Светлый фон

Очевидно, не случайно и то, что в “Мече” они не участвовали. Там, правда, участвовал Смоленский, в поэзии которого есть и массовые парижские оттенки. Но все-таки всем своим обликом он из этой безликой массы, конечно же, выделяется.

Что же, однако, характерно для этой массы и что почитает она признаком передовой, “столичной” поэзии, дающим ей право третировать непарижских поэтов, как отсталых провинциалов? Я сказал уже, что таким признаком она считает не общее ей всей миросозерцание (никакого миросозерцания в серьезном смысле этого слова у нее вообще нет), но общность некоторых переживаний, некую, так сказать, лирическую униформу, обязательную для каждого истинного парижанина. Униформа заключается в том, что “столичный” поэт должен мучительно ощущать и на все лады перепевать свою усталость от жизни, свою в ней неустроенность, неприкаянность и как результат всего этого – как бы внутренний распад, развал, душевное разложение, неумение и нежелание жить.

Несколько лет тому назад некий социал-демократ, ощутивший в себе критический зуд, вздумал упрекать нашу литературу за ее пристрастие к теме смерти. Мы тогда же ему указывали, что упреки такие глупы, ибо смерть есть довольно важное явление на земном шаре, и недопустимы, ибо для художника нет запретных тем. Теперь с тою же энергией приходится указать маленьким законодателям парижских поэтических мод, что они столь же не в праве кому бы то ни было навязывать тему смерти, распада, разложения. Этот “социальный заказ” должен быть так же решительно отвергнут, как всякий другой. Иными словами – молодые наши парижане принципиально не в праве свысока относиться к своим сверстникам, не разделяющим их настроений. Больше того: самая попытка судить поэтов с точки зрения “созвучности” или “несозвучности” господствующим стадным мотивам есть признак литературной некультурности.

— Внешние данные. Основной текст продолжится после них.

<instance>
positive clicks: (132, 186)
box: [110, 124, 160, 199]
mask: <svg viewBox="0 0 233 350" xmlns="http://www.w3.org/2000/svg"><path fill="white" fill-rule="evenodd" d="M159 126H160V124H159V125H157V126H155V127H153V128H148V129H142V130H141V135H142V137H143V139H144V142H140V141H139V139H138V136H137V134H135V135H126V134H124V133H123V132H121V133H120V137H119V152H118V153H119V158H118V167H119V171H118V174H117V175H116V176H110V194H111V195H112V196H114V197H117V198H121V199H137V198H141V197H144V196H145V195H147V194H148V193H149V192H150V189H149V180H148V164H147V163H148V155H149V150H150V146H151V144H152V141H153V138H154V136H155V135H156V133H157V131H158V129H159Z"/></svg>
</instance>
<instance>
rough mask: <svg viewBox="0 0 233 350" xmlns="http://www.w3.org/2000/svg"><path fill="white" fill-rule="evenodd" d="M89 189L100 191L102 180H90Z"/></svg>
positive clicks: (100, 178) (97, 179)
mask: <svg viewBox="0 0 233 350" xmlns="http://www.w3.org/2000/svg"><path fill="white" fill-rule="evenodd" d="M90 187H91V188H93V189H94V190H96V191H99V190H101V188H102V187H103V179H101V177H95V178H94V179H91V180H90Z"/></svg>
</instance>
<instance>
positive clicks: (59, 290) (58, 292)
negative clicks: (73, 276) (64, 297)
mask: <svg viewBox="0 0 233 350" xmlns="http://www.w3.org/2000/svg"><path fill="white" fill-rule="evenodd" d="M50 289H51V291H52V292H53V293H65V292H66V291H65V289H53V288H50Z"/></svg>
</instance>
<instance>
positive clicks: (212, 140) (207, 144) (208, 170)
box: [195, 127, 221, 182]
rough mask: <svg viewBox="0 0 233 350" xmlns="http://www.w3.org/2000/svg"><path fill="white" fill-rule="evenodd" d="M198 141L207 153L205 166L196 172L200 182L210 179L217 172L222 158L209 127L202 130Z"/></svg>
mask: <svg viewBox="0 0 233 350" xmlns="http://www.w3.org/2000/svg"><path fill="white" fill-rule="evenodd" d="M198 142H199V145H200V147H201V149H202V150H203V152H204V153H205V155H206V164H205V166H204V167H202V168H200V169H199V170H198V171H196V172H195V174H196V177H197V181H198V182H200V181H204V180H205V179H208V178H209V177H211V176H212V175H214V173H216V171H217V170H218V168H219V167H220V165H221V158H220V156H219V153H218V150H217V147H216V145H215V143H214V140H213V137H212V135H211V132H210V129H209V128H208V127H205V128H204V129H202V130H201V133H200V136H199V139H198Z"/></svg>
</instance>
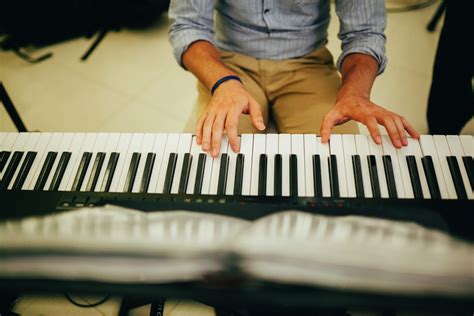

Вернемся, однако, к той “душегрейке новейшего уныния”, в которую так любовно кутаются наши столичные поэты, и посмотрим, чего она сама стоит. Их любимый лиризм страдает тем основным пороком, что он уныл, а не трагичен. В основе его лежит не трагедия, а всего только неудача – личная или социальная. Наш “столичный” поэт напоминает не Эдипа, не Прометея, не Манфреда, а всего лишь массового неудачника, замученного личными или классовыми неприятностями. Его история – не трагедия, а мещанская слезная драма. Не боги его приковали к скале, а собственная нетитаничность – к столику в монпарнасской кофейне. Не коршун терзает его внутренности, а томит его скука. Он наказан не за похищение небесного огня, а именно за то, что никакого огня не похитил, а не похитил потому, что ленив и непредприимчив. В конечном счете среди мировых поэтов он сам – несомненный провинциал, и не ему упрекать в провинциальности кого бы то ни было. Как ни тяжело это сказать – наши молодые поэты (повторяю – я говорю о безликой, но задающей тон “массе”), всего более напоминают блаженной памяти “поэтов из народа”. Те же вечные жалобы на “горькую долю”, на жизнь, которую они не умеют иначе воспринимать, как “серой”, на отсутствие общественного к ним интереса. Подобно поэтам из народа, наши стихотворцы свои поэтические неудачи любят оправдывать социальными условиями. Напомню, однако, что поэты из народа дождались исключительно благоприятных условий: советское правительство уж так с ними носилось, что дальше идти некуда, – и ни из одного ничего не вышло: известно, что даже в СССР мечта о пролетарской поэзии сдана в архив. Поэты из народа погибли не от социальных условий, а от причины литературной: от собственного беспросветного эпигонства, от отсутствия поэтической культуры, от безнадежной мечты – отсутствие проработанной, выстраданной формы возместить трогательностью содержания. – Нельзя отрицать, что наши парижские стихотворцы, так же, как былые писатели из народа, вызывают к себе самое сочувственное отношение, нередко переходящее в щемящую жалость. Но это сочувствие – вполне житейского, человеческого, а не литературного порядка. Я помню, как в свое время ухаживали за писателями из народа, но избегали читать их книжки. Парижане рискуют добиться той же участи.